Ce n’est qu’une étape, une pierre apportée à l’édifice des relations économique entre l’Union européenne et la Chine. L’accord politique intervenu, le 30 décembre , au sujet des investissements entre les deux blocs est loin de tout régler. A la différence des accords conclus avec le Canada , le Japon et la Corée du Sud , ce n’est pas un accord commercial. « Les Etats membres n’étaient pas prêts politiquement à s’engager sur cette voie », indique-t-on à Bruxelles.

Le texte, qui devrait être rendu public dans les tout prochains jours, comprend, au final, trois volets sur les quatre envisagés. Les discussions relatives à la protection des investissements et à la mise en place d’un organe de règlement des différends entre un Etat et un investisseur vont encore s’étaler pendant deux ans.

Pour l’heure, les litiges seront régis par les traités bilatéraux en vigueur entre la Chine et les Etats membres quitte à recourir, si besoin, à un tribunal d’arbitrage de la Banque mondiale ou des Nations unies.

Les services en premier lieu

L’accord s’attache d’abord à ouvrir aux entreprises européennes l’accès aux marchés de services. « Nous comblons de ce fait une asymétrie puisque les accords du GATT, signés par les deux parties, ne couvrent que le domaine des marchés manufacturiers », explique-t-on à Bruxelles. Services de « cloud » dans le domaine numérique, de santé privée, en particulier les cliniques, services auxiliaires de transport aérien, de réservation de billets par Internet… la Chine s’ouvre un peu plus aux intérêts européens et s’engage à lever les pratiques discriminatoires imposant, par exemple, la constitution de joint-ventures, la nomination de dirigeants chinois ou encore le transfert forcé de technologie . Cet engagement n’est pas seulement valable pour les entreprises européennes mais également pour les autres au titre de la clause de la nation la plus favorisée de l’Organisation mondiale du commerce (OMC).

Transparence sur les subventions

Le texte comprend, dans un deuxième temps, tout un corpus de règles concernant l’aspect concurrentiel des marchés. « Nous aurons une transparence totale en matière de subventions publiques accordées aux entreprises de services.
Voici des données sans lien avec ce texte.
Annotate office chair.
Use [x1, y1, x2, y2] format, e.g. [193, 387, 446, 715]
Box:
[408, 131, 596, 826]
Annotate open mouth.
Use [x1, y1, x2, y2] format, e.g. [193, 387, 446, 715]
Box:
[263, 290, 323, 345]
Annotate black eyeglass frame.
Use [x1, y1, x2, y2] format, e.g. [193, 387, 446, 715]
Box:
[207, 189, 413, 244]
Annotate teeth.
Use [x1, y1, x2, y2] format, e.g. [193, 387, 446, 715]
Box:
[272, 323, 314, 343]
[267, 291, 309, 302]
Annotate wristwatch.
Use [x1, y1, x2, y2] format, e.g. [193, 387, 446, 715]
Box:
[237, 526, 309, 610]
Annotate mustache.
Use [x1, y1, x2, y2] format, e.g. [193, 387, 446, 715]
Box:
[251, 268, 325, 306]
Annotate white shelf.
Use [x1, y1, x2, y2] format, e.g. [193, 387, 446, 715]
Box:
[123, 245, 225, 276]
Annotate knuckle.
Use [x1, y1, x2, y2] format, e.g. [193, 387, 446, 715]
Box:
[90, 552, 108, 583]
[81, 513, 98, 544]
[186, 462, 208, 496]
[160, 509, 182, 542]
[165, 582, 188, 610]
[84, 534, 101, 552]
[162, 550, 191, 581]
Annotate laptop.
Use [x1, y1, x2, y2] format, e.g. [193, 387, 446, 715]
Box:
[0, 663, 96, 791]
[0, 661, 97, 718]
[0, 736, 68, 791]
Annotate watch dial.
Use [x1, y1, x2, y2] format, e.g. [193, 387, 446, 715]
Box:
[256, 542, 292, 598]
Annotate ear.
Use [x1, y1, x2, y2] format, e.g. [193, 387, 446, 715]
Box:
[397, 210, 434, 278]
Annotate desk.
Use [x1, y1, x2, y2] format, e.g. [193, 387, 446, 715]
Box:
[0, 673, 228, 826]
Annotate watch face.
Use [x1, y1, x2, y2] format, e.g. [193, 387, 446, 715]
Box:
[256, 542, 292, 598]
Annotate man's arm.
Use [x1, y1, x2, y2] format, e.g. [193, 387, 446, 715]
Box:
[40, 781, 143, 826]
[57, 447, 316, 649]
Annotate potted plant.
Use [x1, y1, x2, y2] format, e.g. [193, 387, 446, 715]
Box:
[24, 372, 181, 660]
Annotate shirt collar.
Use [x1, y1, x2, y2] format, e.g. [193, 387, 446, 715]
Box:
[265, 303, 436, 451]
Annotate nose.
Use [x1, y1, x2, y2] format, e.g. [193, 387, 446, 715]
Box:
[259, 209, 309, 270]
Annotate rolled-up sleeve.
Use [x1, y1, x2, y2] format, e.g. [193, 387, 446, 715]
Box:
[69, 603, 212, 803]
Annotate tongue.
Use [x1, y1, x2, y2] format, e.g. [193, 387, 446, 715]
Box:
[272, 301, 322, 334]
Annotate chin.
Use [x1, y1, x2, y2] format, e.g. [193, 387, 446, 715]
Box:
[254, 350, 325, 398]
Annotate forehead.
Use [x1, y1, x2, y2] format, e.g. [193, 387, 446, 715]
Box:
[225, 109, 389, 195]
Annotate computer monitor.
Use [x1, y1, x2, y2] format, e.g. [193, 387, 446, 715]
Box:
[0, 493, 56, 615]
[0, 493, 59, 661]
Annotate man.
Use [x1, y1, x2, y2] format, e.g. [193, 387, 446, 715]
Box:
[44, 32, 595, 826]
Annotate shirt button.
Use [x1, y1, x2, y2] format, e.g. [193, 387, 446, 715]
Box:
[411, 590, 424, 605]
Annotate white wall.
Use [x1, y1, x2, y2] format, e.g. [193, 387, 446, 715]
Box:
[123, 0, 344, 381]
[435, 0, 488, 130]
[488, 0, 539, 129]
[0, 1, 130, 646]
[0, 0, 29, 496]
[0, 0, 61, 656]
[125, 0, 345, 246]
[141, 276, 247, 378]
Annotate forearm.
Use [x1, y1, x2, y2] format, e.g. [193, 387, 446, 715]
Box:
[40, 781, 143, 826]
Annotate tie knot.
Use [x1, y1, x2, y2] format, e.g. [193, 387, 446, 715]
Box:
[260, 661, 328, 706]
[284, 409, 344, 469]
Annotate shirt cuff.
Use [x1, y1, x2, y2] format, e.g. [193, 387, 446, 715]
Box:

Là encore, nous comblons une autre asymétrie par rapport à l’accord du GATT », assure l’Elysée qui défend le texte. « Un mécanisme supplémentaire a été créé à cet effet. » Non seulement l’accord couvre les subventions nationales mais également régionales et provinciales, assure-t-on à Bruxelles. Mieux, si les Etats-Unis font part d’un soupçon sur une entreprise spécifique, l’Union européenne pourra demander des informations.

Ces entreprises qui attaquent les Etats

Troisième volet : le développement durable. Que ce soit sur le climat, la biodiversité, l’environnement ou les droits de l’homme. Cet accord ne réglera pas la question du travail forcé des Ouïghours dans la région du Xinjiang , reconnaît l’Elysée. La Chine s’est seulement engagée à ratifier quatre autres conventions fondamentales de l’Organisation internationale du travail (OIT), en particulier sur le travail forcé et la liberté d’association. Ces engagements seront « vérifiés très scrupuleusement », assure l’Elysée. Pour « éradiquer le travail forcé », il faut « que tous les Etats », pas seulement les Vingt-Sept, et « toutes les entreprises avancent ensemble » dans un « cadre multilatéral » de renforcement des normes internationales, affirme l’Elysée. Reste que l’accord du 30 décembre « est une brique importante » qui « engage » Pékin.

Prudence sur l’énergie

Face aux demandes pressantes de la Chine sur l’énergie, l’Union européenne revendique une approche prudente sur la base de la réciprocité. « En matière d’énergie renouvelable, si les entreprises européennes disposent d’une part de marché de 1,8 % en Chine, les entreprises chinoises pourront détenir la même part de marché en Europe. Un seuil maximum de 5 % a toutefois été instauré », explique un proche du dossier à la Commission européenne tout en insistant sur le fait que, pour la première fois, la Chine a accepté tout un volet développement durable dans un accord qu’elle signe.

Le texte est cependant loin d’entrer en vigueur. Après un toilettage juridique et sa traduction dans les différentes langues européennes, il va devoir passer sous les fourches caudines du Parlement européen pour ratification et être endossé formellement par le Conseil des ministres européen. Au mieux, ce ne sera pas avant fin 2021 ou début 2022. Au moment où la France assurera la présidence tournante de l’Union, au premier semestre 2022, un point d’étape est prévu pour s’assurer que Pékin s’est engagé sur la bonne voie.